Appendix A

Atmospheric Modeling

A.1 Introduction

A number of organizations and scientists have developed sophisticated models of the atmosphere that allow atmospheric properties at different altitudes to be determined. As an example, the National Oceanic and Atmospheric Administration (NOAA) has developed one of the best known of these, the U.S. Standard Atmosphere 1976 [1]. However, far more sophisticated models than that have been developed. One such model is the NRLMSISE-00 (Naval Research Laboratory Mass Spectrometer and Incoherent Scatter, where E means from surface of the Earth to the Exosphere). This model requests input data in the form of year, day, time of day, altitude, geodetic latitude and longitude, and many others. It returns information such as temperature, mass density, and molecular densities of oxygen (O2), nitrogen (N2), mono-atomic oxygen (O) and nitrogen (N), argon (Ar), and hydrogen (H). These can be used to estimate other properties, such as specific gas constant (typically denoted by R), pressure, and the ratio of specific heats (typically denoted by γ). Among numerous applications, this model is used to predict the orbital decay of satellites due to atmospheric drag and to study the effect of atmospheric gravity waves. An example of output of temperature and density from this atmospheric model is shown in Figure A-1. The figure shows the two gas states up to an altitude of 500 km, well beyond the so-called von Kárman line, which is considered the edge of the atmosphere, as the point where a vehicle would have to fly faster than its orbital escape speed to generate a dynamic pressure large enough to provide aerodynamic lift.

image

FIGURE A-1 An output from the NRLMSISE-00 atmospheric model showing the variation of temperature and mass density as a function of altitude ranging from S-L to 500 km. The von Kárman Line is considered the “boundary between Earth’s atmosphere and outer space.” It is the altitude where aerodynamic forces can no longer provide support to maintain altitude, so vehicles must be in orbit in order to do so.

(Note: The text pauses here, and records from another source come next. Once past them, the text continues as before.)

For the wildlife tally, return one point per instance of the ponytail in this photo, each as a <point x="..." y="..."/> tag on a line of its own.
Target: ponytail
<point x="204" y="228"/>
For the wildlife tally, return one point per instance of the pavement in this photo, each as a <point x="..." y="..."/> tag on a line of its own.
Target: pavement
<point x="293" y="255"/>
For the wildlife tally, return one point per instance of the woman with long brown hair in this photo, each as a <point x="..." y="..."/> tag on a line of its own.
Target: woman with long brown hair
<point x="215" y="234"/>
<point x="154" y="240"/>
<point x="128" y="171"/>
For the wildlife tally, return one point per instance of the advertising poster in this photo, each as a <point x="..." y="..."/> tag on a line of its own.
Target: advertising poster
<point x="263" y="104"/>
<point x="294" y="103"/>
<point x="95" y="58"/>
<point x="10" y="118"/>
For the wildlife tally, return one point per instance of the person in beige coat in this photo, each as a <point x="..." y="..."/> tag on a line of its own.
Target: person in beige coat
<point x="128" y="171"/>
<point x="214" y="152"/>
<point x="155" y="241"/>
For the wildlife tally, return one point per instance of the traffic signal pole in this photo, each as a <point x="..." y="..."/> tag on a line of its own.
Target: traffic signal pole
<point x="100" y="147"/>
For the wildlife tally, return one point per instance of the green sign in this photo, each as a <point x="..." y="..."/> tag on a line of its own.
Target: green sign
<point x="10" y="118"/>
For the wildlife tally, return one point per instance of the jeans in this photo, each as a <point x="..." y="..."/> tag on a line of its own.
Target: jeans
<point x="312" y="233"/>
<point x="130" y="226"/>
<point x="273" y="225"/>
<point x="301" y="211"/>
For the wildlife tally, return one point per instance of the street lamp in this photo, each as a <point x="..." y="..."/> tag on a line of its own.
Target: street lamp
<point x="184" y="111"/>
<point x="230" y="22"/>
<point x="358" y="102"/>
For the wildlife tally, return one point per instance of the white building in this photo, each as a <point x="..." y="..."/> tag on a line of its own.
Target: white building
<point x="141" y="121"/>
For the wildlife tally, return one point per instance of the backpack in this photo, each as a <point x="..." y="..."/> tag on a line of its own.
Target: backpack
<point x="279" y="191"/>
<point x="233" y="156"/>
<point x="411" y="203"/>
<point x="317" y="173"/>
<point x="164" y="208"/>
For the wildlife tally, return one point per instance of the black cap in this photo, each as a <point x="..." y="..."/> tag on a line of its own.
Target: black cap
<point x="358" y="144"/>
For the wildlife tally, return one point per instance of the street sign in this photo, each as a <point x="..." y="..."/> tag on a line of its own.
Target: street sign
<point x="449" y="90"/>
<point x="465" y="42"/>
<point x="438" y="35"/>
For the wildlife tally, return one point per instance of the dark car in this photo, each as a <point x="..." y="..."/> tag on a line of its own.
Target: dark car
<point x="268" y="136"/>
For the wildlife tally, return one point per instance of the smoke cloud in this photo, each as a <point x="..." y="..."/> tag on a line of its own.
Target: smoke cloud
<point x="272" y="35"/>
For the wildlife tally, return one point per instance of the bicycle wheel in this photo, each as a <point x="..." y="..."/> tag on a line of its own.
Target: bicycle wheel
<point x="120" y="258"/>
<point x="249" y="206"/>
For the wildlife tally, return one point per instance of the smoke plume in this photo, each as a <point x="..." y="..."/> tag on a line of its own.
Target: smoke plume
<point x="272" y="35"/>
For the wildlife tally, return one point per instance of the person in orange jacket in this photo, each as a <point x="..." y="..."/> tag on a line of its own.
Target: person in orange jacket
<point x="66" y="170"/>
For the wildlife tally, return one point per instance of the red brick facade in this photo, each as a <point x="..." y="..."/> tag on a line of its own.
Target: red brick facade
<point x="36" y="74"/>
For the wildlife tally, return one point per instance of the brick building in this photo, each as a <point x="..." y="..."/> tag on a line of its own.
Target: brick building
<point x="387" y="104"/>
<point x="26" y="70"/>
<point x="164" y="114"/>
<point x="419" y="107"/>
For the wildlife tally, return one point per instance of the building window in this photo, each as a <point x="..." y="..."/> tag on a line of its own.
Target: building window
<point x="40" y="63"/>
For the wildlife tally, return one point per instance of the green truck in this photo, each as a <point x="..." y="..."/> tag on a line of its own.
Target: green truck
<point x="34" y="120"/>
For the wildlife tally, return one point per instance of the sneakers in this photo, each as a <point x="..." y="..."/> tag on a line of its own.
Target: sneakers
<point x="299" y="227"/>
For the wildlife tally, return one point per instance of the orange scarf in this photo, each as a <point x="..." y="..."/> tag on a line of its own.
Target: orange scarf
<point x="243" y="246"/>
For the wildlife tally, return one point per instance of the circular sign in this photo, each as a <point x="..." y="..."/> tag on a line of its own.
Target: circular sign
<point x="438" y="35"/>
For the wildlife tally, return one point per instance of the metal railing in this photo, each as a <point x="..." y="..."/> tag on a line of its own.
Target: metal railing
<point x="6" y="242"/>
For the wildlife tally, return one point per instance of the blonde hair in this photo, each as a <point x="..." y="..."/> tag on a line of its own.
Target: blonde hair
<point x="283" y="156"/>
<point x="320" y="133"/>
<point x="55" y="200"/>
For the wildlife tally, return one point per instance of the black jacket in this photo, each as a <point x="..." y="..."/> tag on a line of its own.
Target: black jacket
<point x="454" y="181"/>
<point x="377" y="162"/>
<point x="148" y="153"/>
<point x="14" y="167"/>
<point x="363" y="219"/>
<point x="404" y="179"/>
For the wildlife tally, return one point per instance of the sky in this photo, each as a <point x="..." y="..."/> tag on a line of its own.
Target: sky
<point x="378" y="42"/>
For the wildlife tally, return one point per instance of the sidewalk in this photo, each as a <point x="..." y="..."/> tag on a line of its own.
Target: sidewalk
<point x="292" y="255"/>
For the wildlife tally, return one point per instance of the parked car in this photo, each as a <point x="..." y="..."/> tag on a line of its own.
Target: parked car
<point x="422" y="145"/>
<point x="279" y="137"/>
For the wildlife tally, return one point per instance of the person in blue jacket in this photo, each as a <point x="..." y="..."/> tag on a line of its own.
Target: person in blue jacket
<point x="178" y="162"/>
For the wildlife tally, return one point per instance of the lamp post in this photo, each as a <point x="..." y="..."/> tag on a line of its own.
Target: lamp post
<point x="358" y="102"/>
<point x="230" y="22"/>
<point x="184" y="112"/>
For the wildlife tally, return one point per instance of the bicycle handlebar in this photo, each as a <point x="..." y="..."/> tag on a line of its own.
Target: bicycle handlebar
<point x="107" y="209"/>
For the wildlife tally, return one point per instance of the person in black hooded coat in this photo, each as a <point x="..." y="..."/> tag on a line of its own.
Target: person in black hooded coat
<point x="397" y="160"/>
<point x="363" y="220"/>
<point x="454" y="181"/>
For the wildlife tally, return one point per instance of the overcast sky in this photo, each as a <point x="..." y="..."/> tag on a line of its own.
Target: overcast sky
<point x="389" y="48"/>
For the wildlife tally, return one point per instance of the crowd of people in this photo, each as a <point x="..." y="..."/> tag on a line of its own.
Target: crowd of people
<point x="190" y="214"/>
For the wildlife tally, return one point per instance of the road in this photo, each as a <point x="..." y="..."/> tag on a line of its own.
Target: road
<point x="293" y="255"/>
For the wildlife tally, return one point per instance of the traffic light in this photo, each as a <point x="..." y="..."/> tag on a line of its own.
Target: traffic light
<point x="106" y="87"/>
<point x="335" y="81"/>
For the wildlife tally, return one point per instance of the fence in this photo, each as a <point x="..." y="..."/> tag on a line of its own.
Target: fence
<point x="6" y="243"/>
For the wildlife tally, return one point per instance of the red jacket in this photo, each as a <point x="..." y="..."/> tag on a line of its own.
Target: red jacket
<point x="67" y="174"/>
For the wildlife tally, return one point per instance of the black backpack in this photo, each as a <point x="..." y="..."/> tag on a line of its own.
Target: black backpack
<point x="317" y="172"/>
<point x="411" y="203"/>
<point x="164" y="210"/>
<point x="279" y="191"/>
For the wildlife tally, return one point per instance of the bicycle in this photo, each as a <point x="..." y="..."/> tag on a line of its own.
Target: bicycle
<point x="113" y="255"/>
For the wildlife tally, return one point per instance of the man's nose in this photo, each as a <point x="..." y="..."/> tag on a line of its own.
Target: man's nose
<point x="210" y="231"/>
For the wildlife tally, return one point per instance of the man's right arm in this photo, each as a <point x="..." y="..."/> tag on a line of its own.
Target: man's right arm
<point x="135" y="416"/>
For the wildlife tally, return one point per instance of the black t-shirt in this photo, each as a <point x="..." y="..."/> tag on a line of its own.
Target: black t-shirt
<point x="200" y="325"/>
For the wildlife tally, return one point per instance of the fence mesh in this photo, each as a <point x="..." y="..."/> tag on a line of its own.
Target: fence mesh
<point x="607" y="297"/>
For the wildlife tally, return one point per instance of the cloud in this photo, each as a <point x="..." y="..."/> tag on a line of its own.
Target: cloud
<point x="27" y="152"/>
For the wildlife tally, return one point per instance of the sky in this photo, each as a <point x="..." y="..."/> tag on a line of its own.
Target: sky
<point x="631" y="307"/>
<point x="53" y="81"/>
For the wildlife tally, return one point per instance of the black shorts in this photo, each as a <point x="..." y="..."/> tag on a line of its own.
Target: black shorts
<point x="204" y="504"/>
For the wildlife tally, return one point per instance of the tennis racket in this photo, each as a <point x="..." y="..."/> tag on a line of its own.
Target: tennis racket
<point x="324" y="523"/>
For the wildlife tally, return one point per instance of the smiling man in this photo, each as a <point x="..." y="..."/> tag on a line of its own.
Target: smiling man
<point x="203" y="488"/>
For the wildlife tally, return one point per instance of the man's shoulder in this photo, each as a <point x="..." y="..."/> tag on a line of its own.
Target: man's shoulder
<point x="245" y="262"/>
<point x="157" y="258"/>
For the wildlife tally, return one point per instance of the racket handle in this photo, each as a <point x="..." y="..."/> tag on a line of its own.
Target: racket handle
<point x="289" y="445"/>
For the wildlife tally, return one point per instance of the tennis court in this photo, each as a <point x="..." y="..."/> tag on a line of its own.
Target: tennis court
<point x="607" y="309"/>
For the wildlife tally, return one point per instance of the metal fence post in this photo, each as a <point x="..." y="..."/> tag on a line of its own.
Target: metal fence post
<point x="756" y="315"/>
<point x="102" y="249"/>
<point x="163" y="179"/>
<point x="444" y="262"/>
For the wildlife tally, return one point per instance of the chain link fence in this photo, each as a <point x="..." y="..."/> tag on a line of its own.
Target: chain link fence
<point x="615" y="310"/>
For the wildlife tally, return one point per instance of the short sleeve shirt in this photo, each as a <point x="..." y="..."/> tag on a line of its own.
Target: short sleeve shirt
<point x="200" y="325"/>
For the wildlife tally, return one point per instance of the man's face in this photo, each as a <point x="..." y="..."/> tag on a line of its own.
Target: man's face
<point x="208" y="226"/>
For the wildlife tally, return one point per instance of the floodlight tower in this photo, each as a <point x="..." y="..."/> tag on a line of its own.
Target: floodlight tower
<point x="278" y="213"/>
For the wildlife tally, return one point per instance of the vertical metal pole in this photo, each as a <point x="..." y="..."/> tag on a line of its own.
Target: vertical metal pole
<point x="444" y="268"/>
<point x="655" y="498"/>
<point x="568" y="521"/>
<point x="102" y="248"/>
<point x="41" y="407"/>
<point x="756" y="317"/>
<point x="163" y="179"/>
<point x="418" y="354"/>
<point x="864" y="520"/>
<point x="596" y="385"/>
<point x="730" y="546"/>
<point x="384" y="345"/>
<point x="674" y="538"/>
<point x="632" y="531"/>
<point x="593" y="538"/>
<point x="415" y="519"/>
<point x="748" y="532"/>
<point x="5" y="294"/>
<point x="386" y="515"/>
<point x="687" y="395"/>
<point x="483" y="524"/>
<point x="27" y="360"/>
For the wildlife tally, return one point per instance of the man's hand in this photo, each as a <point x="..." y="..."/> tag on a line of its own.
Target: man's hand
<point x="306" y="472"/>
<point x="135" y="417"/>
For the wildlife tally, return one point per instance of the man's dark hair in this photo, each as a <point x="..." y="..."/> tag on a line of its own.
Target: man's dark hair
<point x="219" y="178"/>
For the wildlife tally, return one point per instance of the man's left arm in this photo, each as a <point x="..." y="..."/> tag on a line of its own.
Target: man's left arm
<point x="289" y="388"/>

In this text, all atmospheric data is based on the US Standard Atmosphere 1976, unless otherwise specified. This is done because it can be conveniently represented using simple formulation. Additionally, examples in this book take place in the troposphere, below 36,089 ft (see Figure A-2).

image

FIGURE A-2 A comparison of temperature changes with altitude up to 85 km, using the US Standard Atmosphere 1976 and NRLMSISE-00 atmospheric models. The former represents standard conditions, whereas the latter is at a geodesic location N45° W80° on January 1st, 2012.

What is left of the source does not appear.